盛岡市所蔵美術品展「和田三造『昭和職業絵尽(えづくし)』から見る盛岡市旧町名と職人文化」が現在、もりおか町家物語館(盛岡市鉈屋町)大正蔵で行われている。(盛岡経済新聞)
魚売りなどの絵が並ぶ肴町のコーナー
大正蔵2階の「時空(とき)の展示室」では、市が所蔵する美術品を定期的に展示している。今回は洋画家・版画家の和田三造による昭和の世相風俗を描写した職業人物画シリーズ「昭和職業絵尽」を基に、市内の旧町名と職人文化を絡めて紹介する。

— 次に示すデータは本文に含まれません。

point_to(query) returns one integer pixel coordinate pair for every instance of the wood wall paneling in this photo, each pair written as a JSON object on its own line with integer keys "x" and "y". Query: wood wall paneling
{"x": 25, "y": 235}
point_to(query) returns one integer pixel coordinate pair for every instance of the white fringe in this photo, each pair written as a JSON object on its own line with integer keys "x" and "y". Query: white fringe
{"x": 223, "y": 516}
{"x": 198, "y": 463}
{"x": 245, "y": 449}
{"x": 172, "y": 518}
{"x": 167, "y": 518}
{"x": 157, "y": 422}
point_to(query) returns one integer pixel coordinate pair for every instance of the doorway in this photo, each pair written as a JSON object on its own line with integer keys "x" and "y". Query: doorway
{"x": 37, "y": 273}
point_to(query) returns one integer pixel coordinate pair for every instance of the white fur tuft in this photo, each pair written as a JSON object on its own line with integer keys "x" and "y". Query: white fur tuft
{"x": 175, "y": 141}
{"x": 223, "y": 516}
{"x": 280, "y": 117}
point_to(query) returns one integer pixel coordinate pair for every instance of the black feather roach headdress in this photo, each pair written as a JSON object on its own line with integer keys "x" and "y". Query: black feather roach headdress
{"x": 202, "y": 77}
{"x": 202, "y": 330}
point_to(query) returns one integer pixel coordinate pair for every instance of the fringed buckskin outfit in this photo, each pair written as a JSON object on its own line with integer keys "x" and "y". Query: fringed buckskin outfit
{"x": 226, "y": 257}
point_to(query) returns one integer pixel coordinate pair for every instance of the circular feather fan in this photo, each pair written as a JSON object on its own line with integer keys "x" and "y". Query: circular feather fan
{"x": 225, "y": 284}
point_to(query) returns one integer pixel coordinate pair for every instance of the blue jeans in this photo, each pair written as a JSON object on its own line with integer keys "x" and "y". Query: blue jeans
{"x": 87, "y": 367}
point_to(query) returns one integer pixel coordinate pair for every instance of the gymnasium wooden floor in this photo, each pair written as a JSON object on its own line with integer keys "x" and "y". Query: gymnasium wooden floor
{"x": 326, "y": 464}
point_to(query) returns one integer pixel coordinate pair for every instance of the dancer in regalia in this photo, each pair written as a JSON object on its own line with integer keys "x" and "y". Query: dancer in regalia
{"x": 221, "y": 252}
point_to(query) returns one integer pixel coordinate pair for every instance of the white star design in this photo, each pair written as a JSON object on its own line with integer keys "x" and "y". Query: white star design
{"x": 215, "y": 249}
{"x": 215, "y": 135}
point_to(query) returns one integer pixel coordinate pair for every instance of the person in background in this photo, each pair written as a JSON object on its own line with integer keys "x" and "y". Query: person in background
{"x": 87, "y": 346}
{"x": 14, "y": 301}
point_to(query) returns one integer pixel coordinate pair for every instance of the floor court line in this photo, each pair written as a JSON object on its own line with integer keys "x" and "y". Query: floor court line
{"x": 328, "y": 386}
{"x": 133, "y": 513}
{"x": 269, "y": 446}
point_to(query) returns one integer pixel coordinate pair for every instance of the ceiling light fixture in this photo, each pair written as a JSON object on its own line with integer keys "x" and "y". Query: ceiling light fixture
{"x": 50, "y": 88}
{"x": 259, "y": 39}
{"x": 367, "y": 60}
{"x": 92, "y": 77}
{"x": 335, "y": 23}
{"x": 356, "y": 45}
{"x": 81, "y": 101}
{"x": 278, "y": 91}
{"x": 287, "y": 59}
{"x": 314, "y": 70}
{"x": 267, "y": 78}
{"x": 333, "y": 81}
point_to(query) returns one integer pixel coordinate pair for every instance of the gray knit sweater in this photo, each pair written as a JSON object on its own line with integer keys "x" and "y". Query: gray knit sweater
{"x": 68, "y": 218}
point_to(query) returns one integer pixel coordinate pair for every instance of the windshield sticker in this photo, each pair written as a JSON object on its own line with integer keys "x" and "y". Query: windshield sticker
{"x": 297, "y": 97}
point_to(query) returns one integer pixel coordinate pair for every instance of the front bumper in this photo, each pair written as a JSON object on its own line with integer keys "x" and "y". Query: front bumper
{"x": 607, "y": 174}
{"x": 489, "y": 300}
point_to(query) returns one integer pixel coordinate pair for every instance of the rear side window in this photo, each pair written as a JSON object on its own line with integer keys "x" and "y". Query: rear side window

もりおか町家物語館の村岡初江さんは「盛岡にはその地域にいる職人や商売をしている人たちに由来する町名がたくさん残り、町名が変わっても古い名前で呼ぶ人も多い。昭和の浮世絵とも呼ばれる和田三造の版画と共に盛岡の文化についても触れてもらいたい」と話す。
「時空の展示室」と1階の展示スペースの2カ所で展示。旧町名の由来と、その地域に根付く職人文化や商人にちなんだ絵を紹介する。「町家物語館がある鉈屋(なたや)町は、鉈を売る店が多かったからと思っている人もいるが、実はそうではない」と村岡さん。市が作成した「城下盛岡町名由来記」によると、京都の富豪・鉈屋長清が鉈屋山(しゃおくさん)菩提(ぼだい)院という寺を建立したことが由来とされている。江戸時代から湧き水が豊富な地域で、酒やみそ、しょうゆの製造が盛んだったことや、同館の建物が以前は岩手川酒造の工場だったことから、鉈屋町のコーナーでは酒杜氏(とうじ)の絵を展示する。
鮮魚や乾物を扱う魚商人や荒物商人が住む町だったことに由来する「肴町」のコーナーでは金魚屋や魚売りなどの絵、油商人が住んでいたことに由来する「油町」のコーナーではガソリンサービスの絵などを展示する。
関連資料として、鉈屋町周辺地域にいる職人の技も紹介。石澤和竿毛鈎(ばり)工房の和竿(わざお)や、みちのくあかね会によるホームスパンの製造工程のパネルを展示している。11月30日と12月1日にはみちのくあかね会が展示販売会を開き、1日は糸車体験も行う。
村岡さんは「観光で訪れた皆さんなど盛岡の旧町名になじみのない人や、普段から旧町名を使っている市民の皆さんにも、絵を通じて町名の由来や職人たちについて知ってもらいたい。併せて、市が所蔵する貴重な作品を多くの人に見てもらえれば」と話す。
開館時間は9時~19時(最終入場は18時30分)。入場無料。第4火曜休館。12月15日まで。